German communist activist and writer

Rosa Meyer-Leviné (nee Broido, 1890–1979) was a German communist activist and writer. She was the widow of Eugen Leviné and Ernst Meyer.

== Background and career ==
Rosa Broido was born in Gródek, the daughter of a rabbi. After her father's death she moved to Vienna and then Heidelberg, where she met Leviné in 1915. They had a child together and moved to Munich in 1918.

After Leviné was executed for his role in the Bavarian Soviet Republic, she was expelled from Munich, moving first to Heidelberg and then Berlin. In Berlin she was active in the Communist Party of Germany (KPD) and worked as an interpreter and publicist. She married Ernst Meyer, a KPD leader, in 1922.

Meyer died of tuberculosis in 1930. In 1933, Meyer-Leviné left Germany for England to escape the Nazi regime.

She broke with Stalin and the Communist Party after the Moscow trials of 1938 but remained a believer in communism until her death. She continued to work as a political journalist after the Second World War.

She returned to Heidelberg for a time in the 1960s but otherwise remained in England until her death in 1979.

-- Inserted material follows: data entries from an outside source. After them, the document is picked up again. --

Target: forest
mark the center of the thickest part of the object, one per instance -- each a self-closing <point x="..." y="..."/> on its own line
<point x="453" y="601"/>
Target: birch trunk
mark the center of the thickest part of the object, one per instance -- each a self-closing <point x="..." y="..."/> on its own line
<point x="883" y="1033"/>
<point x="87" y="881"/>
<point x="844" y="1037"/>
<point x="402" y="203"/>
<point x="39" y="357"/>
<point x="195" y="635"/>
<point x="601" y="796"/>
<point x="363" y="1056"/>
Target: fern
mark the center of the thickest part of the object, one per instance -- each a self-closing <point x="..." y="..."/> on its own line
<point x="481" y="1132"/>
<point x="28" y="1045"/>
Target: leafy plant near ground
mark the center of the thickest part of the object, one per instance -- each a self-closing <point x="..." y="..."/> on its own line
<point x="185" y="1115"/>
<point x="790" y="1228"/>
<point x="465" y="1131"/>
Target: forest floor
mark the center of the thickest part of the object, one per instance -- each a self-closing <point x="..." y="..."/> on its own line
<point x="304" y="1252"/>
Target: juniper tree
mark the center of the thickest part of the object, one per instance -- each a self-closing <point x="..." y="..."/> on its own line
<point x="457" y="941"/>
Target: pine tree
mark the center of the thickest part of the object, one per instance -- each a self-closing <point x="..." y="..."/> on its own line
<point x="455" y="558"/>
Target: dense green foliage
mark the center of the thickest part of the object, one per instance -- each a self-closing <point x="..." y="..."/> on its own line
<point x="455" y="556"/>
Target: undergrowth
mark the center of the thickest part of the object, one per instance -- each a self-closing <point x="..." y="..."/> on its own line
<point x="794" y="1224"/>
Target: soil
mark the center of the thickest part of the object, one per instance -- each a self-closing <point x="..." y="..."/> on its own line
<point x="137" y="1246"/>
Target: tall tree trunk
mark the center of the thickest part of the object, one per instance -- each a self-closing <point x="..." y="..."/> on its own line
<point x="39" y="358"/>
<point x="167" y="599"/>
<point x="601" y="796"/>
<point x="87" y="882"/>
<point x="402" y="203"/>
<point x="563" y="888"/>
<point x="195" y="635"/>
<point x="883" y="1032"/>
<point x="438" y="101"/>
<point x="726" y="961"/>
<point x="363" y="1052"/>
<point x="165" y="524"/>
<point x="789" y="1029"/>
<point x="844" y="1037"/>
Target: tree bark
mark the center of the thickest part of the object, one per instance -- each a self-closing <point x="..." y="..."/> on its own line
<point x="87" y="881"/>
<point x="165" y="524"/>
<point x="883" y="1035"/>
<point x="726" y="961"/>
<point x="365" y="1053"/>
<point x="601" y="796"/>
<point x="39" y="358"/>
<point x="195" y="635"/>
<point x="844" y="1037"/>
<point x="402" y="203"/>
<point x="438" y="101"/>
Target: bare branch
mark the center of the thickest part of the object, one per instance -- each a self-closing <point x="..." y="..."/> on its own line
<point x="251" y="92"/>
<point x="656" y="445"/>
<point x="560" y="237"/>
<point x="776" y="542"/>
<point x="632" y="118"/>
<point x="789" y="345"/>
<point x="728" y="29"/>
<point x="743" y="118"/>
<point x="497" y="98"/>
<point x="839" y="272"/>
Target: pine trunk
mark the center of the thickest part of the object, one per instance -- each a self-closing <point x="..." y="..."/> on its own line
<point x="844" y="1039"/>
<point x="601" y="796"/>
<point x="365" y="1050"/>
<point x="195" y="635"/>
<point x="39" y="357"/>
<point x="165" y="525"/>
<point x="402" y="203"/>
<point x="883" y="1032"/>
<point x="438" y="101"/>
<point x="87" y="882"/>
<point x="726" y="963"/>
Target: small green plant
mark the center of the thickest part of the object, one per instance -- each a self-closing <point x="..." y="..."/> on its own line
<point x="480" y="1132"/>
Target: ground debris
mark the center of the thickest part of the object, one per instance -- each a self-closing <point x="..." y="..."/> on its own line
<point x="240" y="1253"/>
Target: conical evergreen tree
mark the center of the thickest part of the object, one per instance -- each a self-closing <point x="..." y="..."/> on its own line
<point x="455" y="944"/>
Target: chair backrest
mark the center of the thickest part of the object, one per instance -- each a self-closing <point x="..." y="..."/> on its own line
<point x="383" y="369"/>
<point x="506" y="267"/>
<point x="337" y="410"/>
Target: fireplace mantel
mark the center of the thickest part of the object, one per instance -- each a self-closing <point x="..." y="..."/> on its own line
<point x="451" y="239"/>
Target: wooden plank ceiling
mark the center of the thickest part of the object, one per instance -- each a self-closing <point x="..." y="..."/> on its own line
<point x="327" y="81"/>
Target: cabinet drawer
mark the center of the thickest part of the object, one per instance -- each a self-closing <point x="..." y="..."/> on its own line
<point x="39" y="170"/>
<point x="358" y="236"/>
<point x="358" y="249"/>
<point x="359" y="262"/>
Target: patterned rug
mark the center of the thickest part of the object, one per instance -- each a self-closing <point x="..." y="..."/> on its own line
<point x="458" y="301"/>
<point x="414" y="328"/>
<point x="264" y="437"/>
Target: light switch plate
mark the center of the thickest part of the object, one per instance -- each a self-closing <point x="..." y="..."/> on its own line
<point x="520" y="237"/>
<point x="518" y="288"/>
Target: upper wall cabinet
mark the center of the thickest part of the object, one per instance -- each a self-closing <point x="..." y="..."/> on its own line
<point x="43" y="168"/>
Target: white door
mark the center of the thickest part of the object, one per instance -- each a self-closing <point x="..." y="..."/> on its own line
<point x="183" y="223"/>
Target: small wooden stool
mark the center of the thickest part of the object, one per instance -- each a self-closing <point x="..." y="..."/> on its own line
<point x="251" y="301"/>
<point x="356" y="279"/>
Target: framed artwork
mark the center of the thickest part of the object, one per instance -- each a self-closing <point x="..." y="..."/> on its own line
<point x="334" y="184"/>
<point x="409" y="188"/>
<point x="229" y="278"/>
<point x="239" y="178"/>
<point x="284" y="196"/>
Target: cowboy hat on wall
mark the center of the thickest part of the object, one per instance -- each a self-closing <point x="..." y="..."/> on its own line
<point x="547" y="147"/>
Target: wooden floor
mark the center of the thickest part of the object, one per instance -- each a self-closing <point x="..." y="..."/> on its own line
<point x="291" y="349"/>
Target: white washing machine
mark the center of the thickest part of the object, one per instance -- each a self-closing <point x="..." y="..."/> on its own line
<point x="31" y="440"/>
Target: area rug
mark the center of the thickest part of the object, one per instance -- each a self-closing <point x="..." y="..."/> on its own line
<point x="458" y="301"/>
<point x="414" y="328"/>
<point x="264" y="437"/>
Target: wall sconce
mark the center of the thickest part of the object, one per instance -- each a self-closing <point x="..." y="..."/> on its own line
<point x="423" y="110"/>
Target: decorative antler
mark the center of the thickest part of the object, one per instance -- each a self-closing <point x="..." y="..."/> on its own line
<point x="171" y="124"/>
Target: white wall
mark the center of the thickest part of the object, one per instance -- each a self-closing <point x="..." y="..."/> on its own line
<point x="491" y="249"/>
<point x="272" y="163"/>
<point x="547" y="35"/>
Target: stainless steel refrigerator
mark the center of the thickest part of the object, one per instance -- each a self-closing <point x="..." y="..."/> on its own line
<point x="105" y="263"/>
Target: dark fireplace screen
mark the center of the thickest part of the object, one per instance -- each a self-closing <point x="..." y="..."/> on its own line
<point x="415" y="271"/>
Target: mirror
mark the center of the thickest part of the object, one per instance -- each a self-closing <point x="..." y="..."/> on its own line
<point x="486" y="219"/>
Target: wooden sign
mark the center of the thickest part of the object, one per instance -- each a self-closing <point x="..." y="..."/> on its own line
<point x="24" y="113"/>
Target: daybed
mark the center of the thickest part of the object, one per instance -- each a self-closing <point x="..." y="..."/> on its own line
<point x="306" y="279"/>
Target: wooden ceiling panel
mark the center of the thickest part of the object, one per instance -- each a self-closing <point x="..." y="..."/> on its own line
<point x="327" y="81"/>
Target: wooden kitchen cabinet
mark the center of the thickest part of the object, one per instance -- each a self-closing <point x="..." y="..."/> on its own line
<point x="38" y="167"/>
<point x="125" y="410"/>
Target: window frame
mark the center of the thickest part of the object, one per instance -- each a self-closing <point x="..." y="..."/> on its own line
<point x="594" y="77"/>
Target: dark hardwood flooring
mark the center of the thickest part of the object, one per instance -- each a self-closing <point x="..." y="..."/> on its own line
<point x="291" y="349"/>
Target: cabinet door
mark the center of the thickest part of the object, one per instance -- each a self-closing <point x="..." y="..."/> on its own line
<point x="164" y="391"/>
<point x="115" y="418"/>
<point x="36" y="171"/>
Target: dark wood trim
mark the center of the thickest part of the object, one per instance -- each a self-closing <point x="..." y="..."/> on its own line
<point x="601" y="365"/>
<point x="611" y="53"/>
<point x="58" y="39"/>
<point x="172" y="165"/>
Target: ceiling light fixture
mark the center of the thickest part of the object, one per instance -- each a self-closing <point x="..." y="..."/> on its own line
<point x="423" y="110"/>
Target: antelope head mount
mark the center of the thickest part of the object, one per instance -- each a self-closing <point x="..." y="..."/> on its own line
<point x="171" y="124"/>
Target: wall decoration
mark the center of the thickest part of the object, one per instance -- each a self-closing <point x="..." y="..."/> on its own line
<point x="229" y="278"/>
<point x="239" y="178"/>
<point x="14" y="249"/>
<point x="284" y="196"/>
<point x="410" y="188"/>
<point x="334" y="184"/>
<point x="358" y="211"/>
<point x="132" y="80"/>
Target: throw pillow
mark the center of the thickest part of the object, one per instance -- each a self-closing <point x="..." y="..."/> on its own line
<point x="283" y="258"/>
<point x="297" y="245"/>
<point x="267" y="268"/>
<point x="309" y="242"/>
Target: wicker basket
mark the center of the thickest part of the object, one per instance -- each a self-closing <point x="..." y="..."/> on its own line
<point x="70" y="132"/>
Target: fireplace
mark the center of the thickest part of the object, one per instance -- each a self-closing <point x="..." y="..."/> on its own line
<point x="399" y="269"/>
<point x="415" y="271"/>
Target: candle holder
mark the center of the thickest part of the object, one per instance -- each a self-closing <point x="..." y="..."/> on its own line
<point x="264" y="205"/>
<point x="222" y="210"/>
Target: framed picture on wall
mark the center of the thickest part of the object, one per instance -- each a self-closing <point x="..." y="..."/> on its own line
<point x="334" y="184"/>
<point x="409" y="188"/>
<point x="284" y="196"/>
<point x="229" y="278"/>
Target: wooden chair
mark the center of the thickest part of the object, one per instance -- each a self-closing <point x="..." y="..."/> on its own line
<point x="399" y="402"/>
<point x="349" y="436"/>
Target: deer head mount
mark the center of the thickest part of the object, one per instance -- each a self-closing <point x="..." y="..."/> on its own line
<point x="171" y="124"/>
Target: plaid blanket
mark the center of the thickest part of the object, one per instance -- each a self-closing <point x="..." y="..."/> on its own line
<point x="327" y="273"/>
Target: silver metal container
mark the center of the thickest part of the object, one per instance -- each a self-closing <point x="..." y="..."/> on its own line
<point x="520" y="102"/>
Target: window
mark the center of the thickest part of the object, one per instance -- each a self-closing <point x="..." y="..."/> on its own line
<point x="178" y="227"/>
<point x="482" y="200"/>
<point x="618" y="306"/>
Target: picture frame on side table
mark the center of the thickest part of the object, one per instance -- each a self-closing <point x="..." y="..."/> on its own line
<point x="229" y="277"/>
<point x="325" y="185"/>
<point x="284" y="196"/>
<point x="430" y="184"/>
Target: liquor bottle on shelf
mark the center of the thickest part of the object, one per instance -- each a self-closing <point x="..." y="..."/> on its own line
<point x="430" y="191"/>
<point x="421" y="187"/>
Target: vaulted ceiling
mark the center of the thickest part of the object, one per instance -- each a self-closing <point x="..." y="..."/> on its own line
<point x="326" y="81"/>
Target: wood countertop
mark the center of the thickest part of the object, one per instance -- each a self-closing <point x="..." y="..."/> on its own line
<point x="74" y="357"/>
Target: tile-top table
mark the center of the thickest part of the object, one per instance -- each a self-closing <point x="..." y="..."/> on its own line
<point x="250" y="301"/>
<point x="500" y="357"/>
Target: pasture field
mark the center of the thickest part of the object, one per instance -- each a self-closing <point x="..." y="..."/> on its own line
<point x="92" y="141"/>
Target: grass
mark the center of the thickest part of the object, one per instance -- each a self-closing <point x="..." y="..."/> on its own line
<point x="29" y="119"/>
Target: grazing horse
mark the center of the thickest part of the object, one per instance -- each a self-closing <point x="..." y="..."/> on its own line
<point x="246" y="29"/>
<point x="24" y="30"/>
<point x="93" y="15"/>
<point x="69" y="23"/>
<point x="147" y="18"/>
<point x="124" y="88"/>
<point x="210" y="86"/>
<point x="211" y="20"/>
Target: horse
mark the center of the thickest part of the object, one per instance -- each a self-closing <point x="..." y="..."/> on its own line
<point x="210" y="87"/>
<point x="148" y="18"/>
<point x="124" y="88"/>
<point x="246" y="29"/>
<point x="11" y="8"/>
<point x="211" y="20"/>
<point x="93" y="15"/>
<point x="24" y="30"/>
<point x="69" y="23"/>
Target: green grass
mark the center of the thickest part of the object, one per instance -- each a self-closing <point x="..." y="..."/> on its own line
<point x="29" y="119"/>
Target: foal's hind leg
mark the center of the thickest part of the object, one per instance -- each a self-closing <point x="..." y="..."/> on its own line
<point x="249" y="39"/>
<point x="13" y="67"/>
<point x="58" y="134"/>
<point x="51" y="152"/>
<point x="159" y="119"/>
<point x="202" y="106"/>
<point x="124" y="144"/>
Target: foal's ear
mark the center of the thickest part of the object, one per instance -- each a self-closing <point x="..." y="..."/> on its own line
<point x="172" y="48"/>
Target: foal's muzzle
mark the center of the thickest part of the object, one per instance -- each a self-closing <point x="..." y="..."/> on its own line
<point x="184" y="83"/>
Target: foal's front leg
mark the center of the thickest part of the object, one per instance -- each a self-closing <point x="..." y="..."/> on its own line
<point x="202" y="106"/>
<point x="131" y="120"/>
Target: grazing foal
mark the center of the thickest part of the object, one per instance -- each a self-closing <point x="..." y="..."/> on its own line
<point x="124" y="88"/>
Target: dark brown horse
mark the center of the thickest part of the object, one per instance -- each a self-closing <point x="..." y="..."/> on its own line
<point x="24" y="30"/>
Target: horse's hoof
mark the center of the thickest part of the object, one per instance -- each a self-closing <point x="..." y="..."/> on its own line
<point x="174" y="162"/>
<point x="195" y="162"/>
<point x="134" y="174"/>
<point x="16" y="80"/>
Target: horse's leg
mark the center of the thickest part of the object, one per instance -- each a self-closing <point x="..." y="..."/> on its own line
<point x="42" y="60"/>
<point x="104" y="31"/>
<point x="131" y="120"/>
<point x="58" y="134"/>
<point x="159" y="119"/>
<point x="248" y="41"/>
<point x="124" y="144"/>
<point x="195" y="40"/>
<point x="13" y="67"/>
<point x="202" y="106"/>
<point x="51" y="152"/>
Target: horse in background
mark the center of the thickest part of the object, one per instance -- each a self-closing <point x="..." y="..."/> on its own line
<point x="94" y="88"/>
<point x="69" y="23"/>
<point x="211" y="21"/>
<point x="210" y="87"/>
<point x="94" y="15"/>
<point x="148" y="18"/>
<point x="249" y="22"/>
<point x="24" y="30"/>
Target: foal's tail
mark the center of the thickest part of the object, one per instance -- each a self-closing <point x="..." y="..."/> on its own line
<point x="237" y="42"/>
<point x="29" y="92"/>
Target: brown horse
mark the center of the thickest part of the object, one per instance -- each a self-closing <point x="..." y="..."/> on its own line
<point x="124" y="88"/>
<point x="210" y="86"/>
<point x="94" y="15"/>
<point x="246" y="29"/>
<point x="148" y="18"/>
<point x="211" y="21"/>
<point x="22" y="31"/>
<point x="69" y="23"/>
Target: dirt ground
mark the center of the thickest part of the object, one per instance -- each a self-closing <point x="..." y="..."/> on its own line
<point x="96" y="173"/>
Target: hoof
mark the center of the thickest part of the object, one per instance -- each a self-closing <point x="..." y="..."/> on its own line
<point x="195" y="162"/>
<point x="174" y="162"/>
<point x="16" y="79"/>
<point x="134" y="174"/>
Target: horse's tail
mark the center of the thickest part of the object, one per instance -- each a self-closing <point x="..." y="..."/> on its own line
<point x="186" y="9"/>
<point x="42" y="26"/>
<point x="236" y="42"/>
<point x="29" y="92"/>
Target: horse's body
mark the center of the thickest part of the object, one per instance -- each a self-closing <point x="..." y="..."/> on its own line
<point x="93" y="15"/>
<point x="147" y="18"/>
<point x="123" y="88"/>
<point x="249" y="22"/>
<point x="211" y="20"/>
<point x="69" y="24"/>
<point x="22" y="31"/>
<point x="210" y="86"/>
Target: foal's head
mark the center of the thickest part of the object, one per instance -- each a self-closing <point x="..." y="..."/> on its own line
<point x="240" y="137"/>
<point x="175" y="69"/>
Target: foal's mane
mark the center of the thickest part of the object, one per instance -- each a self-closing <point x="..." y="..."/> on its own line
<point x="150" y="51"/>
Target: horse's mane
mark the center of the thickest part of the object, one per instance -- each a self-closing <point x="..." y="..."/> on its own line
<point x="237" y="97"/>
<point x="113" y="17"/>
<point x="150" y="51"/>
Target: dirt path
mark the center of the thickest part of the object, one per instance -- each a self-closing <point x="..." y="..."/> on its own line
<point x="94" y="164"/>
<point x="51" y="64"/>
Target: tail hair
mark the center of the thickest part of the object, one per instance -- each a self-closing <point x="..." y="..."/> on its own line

Meyer-Leviné knew many prominent figures in the twentieth-century European left, both before and after World War II, including Vladimir Lenin, Leon Trotsky, Karl Radek, Eric Hobsbawm, Erich Fried and Rudi Dutschke.

==Books==
- Aus der Münchener Rätezeit. Vereinigung Internationaler Verlags-Anstalten, 1925.
- Leviné: The Life of a Revolutionary. Introduction by Eric Hobsbawm. Saxon House, 1973.
- Inside German Communism: Memoirs of Party Life in the Weimar Republic. Pluto Press, 1977.

==Sources==
Howald, Stefan. "A tangled web: Stuart Hood, Rosa Meyer-Leviné and Renée Goddard"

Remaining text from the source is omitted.